Content Examples For Each Stage Of The Buyer's Journey
These content examples are from a solutions provider that partners with Water Online. Using the above chart as a guide, each of these articles was classified according to buyer's journey stage.
- Early Stage: PFAS Regulations: What You Need To Know (The company does not even mention its name until near the very end.)
- Middle Stage: Algal Toxins: GAC vs. PAC (The company's name and product is mentioned for the first time in the last third of the piece, because the primary focus is still on educating the reader.)
- Late Stage: FILTRASORB 400 Provides PFAS Solution For Air Force Base In Interior Alaska (This content asset is heavily branded and speaks specifically to the company's technical capabilities.)
Keep in mind that the B2B buyer’s journey isn’t as linear as sales and marketing teams would like it to be (more on that here).

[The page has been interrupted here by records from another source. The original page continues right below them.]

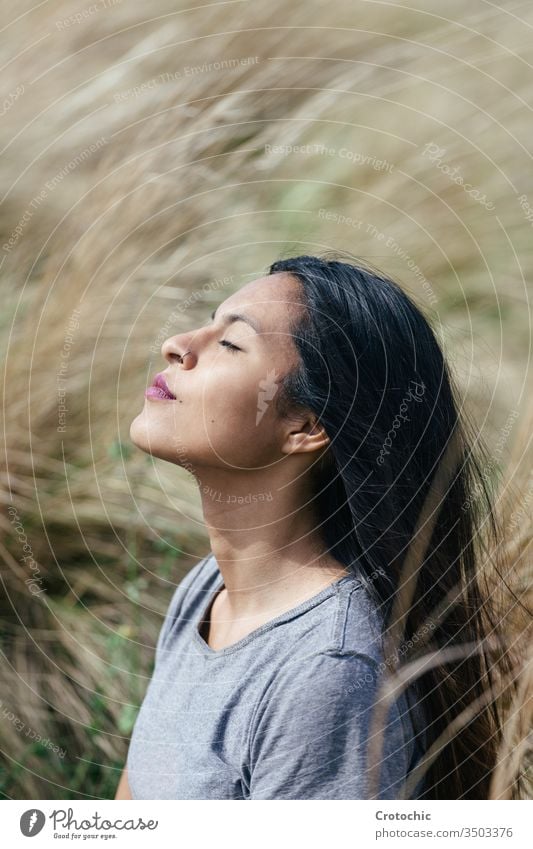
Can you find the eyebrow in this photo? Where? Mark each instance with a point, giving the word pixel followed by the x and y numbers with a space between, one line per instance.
pixel 229 318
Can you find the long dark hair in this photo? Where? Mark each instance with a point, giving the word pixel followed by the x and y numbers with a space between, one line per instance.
pixel 372 371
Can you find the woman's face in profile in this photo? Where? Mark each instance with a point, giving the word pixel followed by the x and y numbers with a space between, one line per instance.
pixel 223 414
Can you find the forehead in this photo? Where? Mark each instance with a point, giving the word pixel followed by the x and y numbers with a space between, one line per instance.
pixel 272 300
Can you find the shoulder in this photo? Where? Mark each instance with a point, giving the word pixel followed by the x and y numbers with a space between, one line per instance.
pixel 320 684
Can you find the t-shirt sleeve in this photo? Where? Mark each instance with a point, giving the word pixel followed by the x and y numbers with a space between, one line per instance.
pixel 309 732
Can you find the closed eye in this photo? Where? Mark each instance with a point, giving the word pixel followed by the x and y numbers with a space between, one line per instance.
pixel 229 345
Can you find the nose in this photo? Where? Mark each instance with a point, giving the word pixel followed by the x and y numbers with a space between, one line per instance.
pixel 175 351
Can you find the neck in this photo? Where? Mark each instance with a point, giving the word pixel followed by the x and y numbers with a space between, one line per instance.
pixel 263 534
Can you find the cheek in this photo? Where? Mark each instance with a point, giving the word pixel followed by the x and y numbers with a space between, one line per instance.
pixel 237 424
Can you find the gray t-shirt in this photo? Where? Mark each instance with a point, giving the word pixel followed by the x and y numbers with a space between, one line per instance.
pixel 283 713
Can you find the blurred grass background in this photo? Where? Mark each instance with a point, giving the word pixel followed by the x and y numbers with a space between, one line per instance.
pixel 140 186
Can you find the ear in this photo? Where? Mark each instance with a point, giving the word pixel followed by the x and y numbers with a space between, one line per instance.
pixel 305 434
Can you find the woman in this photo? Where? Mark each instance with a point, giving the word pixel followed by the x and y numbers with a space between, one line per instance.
pixel 341 499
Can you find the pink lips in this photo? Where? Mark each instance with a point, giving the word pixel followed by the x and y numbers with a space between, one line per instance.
pixel 159 389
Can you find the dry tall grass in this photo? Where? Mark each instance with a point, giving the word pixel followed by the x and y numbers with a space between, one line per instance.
pixel 144 192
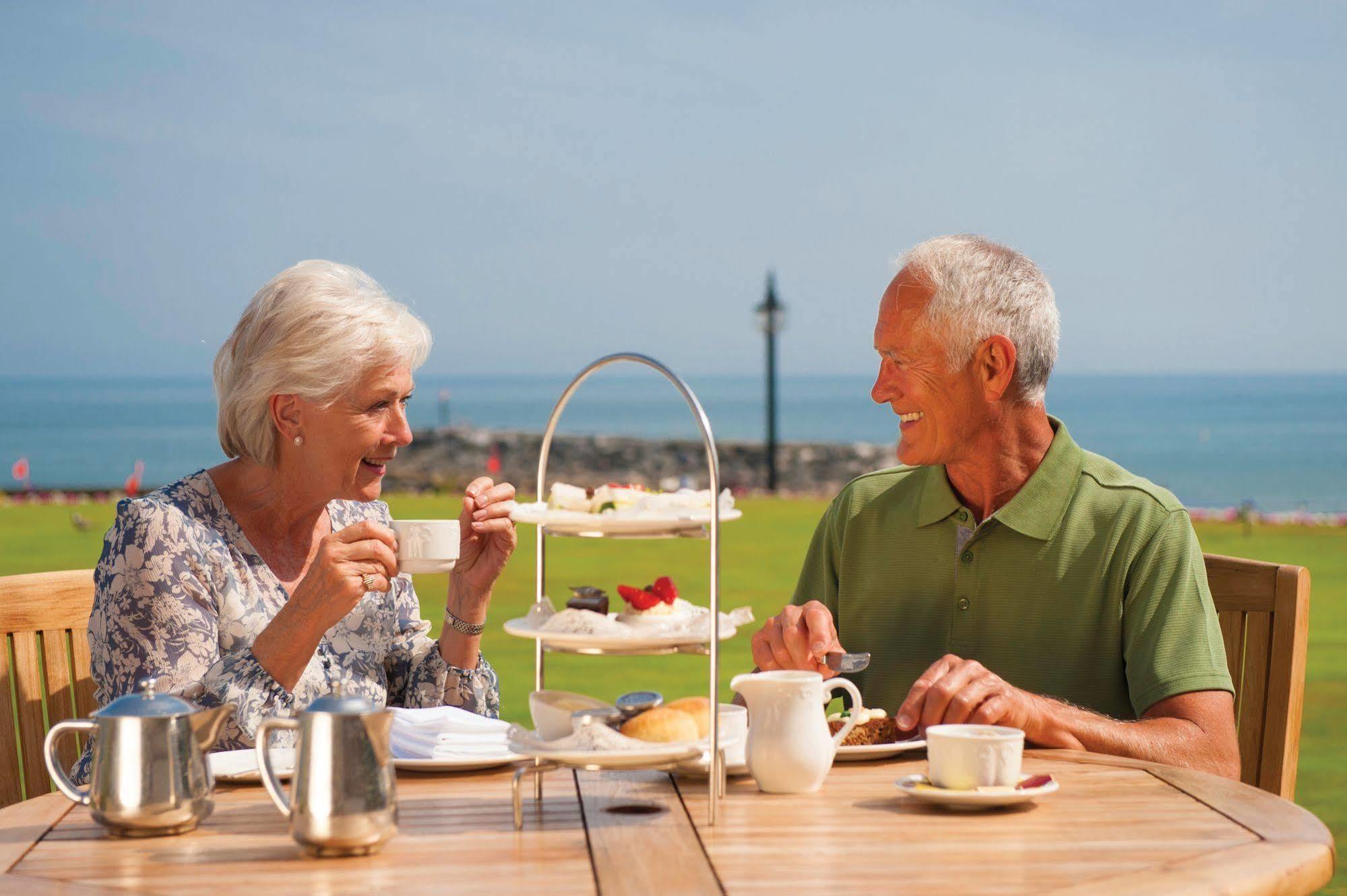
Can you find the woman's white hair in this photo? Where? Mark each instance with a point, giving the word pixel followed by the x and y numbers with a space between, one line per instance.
pixel 982 289
pixel 314 331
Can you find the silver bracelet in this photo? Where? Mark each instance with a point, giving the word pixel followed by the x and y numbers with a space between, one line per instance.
pixel 460 626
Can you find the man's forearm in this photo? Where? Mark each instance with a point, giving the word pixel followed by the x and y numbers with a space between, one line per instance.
pixel 1159 739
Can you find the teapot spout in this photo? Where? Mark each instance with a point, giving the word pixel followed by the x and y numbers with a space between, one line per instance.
pixel 208 723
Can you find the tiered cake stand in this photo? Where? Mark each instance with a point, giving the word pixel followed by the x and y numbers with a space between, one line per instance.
pixel 712 532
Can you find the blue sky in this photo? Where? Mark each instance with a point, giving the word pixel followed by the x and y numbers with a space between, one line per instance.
pixel 550 183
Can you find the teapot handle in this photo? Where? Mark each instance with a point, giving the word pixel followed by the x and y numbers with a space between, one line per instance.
pixel 829 686
pixel 58 775
pixel 268 775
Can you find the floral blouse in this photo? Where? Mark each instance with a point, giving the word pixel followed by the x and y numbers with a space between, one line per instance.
pixel 179 594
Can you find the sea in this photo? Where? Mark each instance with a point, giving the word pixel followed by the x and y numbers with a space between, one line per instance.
pixel 1217 441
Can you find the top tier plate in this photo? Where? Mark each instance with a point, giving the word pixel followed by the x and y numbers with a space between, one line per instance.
pixel 647 525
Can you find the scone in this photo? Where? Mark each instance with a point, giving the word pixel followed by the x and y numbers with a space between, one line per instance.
pixel 875 727
pixel 662 726
pixel 699 709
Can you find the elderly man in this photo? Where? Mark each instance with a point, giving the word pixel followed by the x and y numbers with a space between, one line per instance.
pixel 1005 576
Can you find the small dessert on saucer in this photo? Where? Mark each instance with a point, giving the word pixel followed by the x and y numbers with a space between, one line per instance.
pixel 662 726
pixel 586 598
pixel 875 727
pixel 699 709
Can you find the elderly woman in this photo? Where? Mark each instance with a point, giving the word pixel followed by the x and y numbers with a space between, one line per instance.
pixel 265 580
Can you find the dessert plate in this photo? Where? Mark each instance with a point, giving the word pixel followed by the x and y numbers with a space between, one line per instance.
pixel 920 789
pixel 639 638
pixel 457 765
pixel 860 753
pixel 241 765
pixel 616 523
pixel 655 755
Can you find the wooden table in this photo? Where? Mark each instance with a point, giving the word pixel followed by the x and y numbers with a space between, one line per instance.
pixel 1116 827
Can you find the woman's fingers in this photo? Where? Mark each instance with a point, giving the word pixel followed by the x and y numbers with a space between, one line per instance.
pixel 367 530
pixel 495 511
pixel 376 552
pixel 493 494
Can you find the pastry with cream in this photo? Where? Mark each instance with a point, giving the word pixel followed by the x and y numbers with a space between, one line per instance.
pixel 662 726
pixel 872 727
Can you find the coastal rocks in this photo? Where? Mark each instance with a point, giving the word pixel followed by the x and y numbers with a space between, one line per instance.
pixel 449 459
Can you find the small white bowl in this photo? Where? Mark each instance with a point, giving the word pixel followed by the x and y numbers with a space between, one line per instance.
pixel 551 712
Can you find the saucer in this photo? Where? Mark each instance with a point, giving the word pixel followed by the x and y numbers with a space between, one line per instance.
pixel 920 789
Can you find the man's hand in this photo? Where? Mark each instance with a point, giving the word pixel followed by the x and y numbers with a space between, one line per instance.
pixel 796 638
pixel 957 691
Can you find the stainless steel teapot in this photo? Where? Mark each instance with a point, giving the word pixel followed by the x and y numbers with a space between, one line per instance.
pixel 148 774
pixel 342 801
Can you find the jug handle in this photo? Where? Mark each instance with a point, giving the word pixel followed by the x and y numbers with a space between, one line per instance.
pixel 829 686
pixel 49 751
pixel 268 775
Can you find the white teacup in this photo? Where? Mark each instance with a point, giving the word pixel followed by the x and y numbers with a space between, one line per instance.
pixel 969 757
pixel 426 546
pixel 734 734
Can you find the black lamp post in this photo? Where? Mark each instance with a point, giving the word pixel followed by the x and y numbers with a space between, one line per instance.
pixel 771 317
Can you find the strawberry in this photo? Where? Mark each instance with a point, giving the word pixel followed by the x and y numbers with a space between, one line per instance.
pixel 664 589
pixel 639 599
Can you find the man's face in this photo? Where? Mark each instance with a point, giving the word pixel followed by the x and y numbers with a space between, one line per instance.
pixel 939 409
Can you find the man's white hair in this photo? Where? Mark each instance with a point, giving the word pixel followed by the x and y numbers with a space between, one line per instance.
pixel 314 331
pixel 984 289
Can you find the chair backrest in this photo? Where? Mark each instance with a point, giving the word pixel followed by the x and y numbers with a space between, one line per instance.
pixel 1264 611
pixel 43 630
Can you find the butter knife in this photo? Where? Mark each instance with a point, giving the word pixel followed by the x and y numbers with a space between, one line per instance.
pixel 848 662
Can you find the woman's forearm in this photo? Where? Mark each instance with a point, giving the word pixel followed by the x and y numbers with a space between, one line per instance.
pixel 457 649
pixel 286 646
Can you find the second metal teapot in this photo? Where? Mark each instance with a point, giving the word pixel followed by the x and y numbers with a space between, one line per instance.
pixel 342 801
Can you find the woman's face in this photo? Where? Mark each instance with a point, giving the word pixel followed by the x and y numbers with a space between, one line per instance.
pixel 348 445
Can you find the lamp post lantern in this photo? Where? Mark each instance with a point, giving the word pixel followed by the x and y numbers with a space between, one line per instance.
pixel 771 319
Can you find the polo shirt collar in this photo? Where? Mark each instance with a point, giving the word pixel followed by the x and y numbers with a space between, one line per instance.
pixel 1038 509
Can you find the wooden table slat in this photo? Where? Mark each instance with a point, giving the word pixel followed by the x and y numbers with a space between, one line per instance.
pixel 643 855
pixel 1116 827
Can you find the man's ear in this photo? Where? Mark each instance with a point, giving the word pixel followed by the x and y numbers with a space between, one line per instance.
pixel 996 367
pixel 287 416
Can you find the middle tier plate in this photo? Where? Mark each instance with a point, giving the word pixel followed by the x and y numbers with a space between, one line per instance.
pixel 637 639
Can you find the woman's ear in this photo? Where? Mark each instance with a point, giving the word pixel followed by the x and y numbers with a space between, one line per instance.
pixel 996 366
pixel 287 416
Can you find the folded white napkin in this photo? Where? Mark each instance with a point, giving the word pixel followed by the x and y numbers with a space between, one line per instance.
pixel 446 732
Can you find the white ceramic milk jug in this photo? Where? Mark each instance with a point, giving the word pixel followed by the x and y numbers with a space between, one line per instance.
pixel 790 750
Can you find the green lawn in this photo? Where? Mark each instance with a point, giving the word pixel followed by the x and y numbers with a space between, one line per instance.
pixel 761 556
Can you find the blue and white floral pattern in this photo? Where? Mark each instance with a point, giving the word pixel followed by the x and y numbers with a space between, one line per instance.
pixel 181 594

Buyer’s Journey Content In Action
Even though buyers don’t always consume content in a linear way, marketers can still get value from classifying their content according to the buyer’s journey stages. That classification process is step one. The next step is to use those buyer’s journey classifications to understand buyer behavior.
Using the chart above as a guide, “tag” your own content. The designation does not need to be visible to your buyer, but it can deliver critical information on the back end to the supplier.
Those insights can mislead your sales team if your content isn’t labeled according to the buyer’s journey stage. That’s because not every content engagement carries the same weight. For example, a buyer who engages with dozens of early-stage articles might not be as valuable to a salesperson as the buyer who downloads just a single piece of late-stage content.
Creating, classifying, and analyzing content according to the buyer’s journey stage enables marketers to look for engagement patterns, identify potential buying activity, and share insights with members of your sales team. Start mapping your content today — your sales team and your buyers will thank you for it.